Pinecone debuts Pinecone serverless, a revamped vector database
Pinecone, the most popular vector database provider, has launched Pinecone serverless, the next generation of their vector database. With the rising popularity of chat-based interfaces and Q&A applications for generative AI, retrieval augmented generation (RAG) has become the standard method for increasing the performance of LLMs, superseding both fine-tuning on proprietary data and prompt engineering (used as a method to decrease hallucinations). Moreover, RAG with a vector database has proven to deliver even faster and cost-effective results when compared to the use of a vector index, especially when dealing with massive, dynamically growing amounts of vector data.
With serverless indexes, Pinecone has introduced another remarkable improvement to their service so developers can focus less on data storage and more on other critical (and rewarding) aspects of their workflow. Working with a standalone vector index means a separate vector data storage solution is in place. Then, a vector index is based on the storage solution and used only for context-based searches on the data. Any other function, such as inserting, removing, or updating, has to be dealt with directly in the chosen storage solution. Pinecone's pod-based indexes simplify some tasks and unify vector data storage and indexing into a single workflow.
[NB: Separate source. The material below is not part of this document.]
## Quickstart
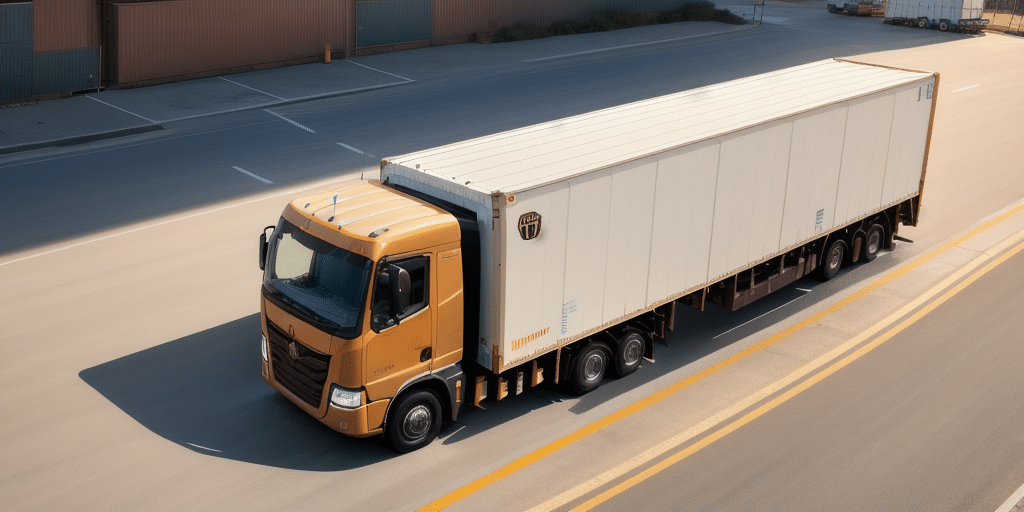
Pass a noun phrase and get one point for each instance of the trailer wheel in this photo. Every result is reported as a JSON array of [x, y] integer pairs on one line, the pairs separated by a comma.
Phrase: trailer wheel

However, clients still have to manage some aspects of their database, including scaling the hardware (pods) they use as their data grows.
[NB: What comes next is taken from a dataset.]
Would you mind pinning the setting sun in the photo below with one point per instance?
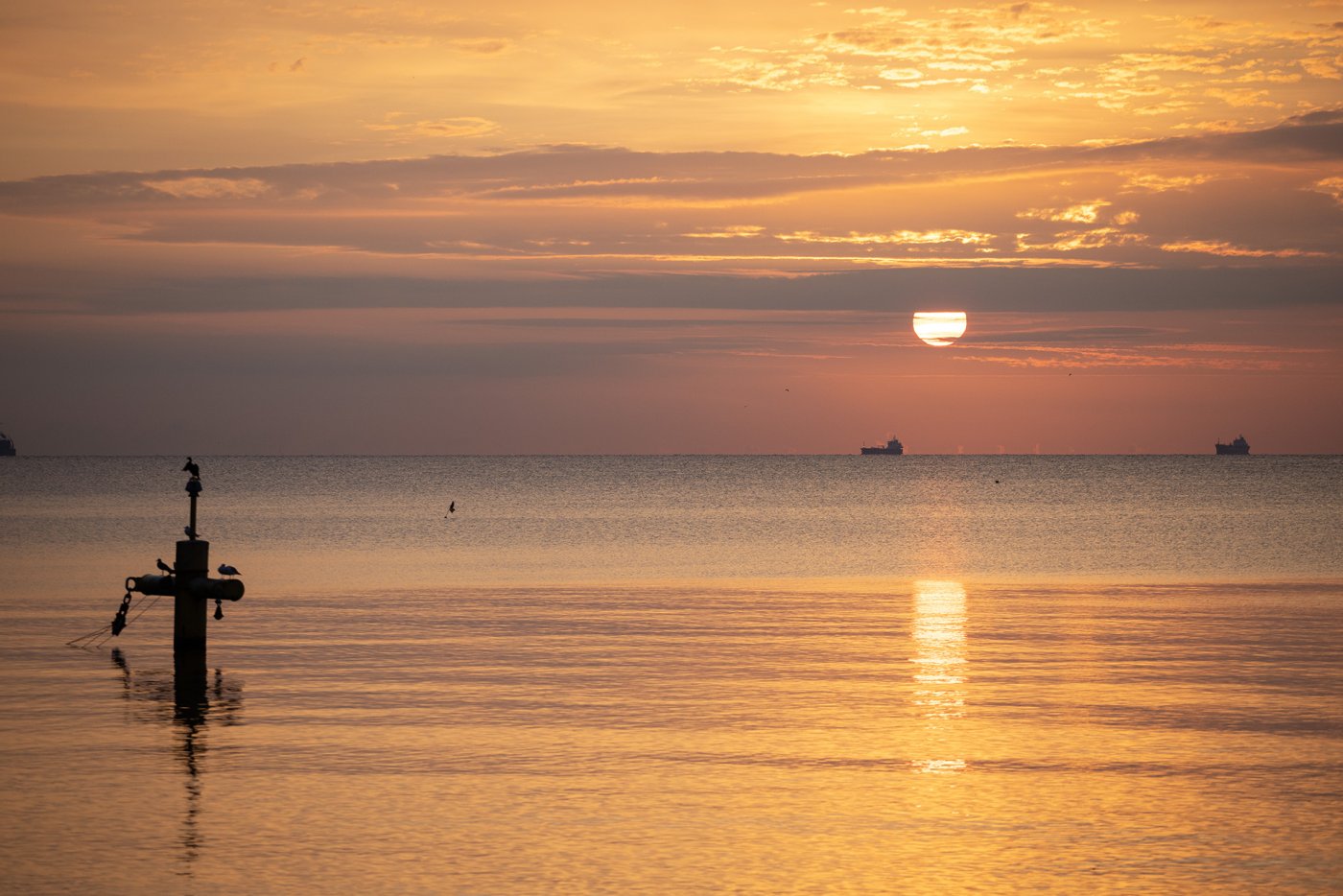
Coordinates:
(939, 328)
Thus, Pinecone serverless eliminates every other concern developers may have that is not about uploading or querying their data. For those thinking this may be too good to be true, Pinecone is showcasing a selection of example notebooks featuring use cases from simple semantic search to chatbot agents. These use cases show that Pinecone is delivering on the claims that serverless indexes do not lose functionality, accuracy, or performance to pod-based indexing. However, Pinecone still advises prospective customers to estimate their costs, as well as consider that the public preview offering is not thought out for high-throughput applications. These kinds of applications may see reads throttled and will be subject to updated pricing in the future.